By analyzing existing cross correlation between Excelsior Medical Co and C Media Electronics, you can compare the effects of market volatilities on Excelsior Medical and C Media and check how they will diversify away market risk if combined in the same portfolio for a given time horizon. You can also utilize pair trading strategies of matching a long position in Excelsior Medical with a short position of C Media. Check out your portfolio center. Please also check ongoing floating volatility patterns of Excelsior Medical and C Media.

Diversification Opportunities for Excelsior Medical and C Media

-0.36
  Correlation Coefficient

Very good diversification

The 3 months correlation between Excelsior and 6237 is -0.36. Overlapping area represents the amount of risk that can be diversified away by holding Excelsior Medical Co and C Media Electronics in the same portfolio, assuming nothing else is changed. The correlation between historical prices or returns on C Media Electronics and Excelsior Medical is a relative statistical measure of the degree to which these equity instruments tend to move together. The correlation coefficient measures the extent to which returns on Excelsior Medical Co are associated (or correlated) with C Media. Values of the correlation coefficient range from -1 to +1, where. The correlation of zero (0) is possible when the price movement of C Media Electronics has no effect on the direction of Excelsior Medical i.e., Excelsior Medical and C Media go up and down completely randomly.

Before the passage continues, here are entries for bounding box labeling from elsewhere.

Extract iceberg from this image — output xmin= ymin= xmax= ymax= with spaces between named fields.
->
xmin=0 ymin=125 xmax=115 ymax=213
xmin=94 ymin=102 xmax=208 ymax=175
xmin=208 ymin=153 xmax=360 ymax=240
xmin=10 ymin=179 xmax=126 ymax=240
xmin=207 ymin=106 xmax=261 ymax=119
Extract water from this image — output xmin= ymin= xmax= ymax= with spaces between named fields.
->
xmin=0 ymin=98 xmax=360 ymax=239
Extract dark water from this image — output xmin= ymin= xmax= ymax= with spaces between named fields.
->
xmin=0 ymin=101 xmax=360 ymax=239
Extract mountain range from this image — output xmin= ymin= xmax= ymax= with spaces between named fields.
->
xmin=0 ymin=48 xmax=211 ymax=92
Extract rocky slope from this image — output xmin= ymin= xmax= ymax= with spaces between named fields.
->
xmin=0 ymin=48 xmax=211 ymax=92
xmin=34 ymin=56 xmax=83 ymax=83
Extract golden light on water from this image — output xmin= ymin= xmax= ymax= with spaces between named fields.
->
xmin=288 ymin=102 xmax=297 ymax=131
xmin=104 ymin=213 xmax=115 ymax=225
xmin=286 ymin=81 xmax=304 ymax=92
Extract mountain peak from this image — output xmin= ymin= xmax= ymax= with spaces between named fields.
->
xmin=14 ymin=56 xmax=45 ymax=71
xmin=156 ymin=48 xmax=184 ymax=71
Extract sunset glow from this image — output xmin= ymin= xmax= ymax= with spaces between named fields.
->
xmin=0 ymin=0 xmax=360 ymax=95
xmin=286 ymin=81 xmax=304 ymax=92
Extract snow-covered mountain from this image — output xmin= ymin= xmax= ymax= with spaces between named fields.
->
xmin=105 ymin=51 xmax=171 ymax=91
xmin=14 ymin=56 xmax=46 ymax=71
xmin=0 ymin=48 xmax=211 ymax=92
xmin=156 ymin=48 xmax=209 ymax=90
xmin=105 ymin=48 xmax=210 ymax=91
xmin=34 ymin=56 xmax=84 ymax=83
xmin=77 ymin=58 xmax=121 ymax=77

Pair Corralation between Excelsior Medical and C Media

Assuming the 90 days trading horizon Excelsior Medical is expected to generate 37.69 times less return on investment than C Media. But when comparing it to its historical volatility, Excelsior Medical Co is 12.03 times less risky than C Media. It trades about 0.06 of its potential returns per unit of risk. C Media Electronics is currently generating about 0.2 of returns per unit of risk over similar time horizon. If you would invest  4,990  in C Media Electronics on November 4, 2024 and sell it today you would earn a total of  640.00  from holding C Media Electronics or generate 12.83% return on investment over 90 days.
Time Period3 Months [change]
DirectionMoves Against 
StrengthInsignificant
Accuracy100.0%
ValuesDaily Returns

Excelsior Medical Co  vs.  C Media Electronics

 Performance 
       Timeline  
Excelsior Medical 

Risk-Adjusted Performance

0 of 100

 
Weak
 
Strong
Very Weak
Over the last 90 days Excelsior Medical Co has generated negative risk-adjusted returns adding no value to investors with long positions. In spite of fairly stable basic indicators, Excelsior Medical is not utilizing all of its potentials. The latest stock price fuss, may contribute to near-short-term losses for the sophisticated investors.
C Media Electronics 

Risk-Adjusted Performance

0 of 100

 
Weak
 
Strong
OK
Over the last 90 days C Media Electronics has generated negative risk-adjusted returns adding no value to investors with long positions. In spite of fairly abnormal basic indicators, C Media showed solid returns over the last few months and may actually be approaching a breakup point.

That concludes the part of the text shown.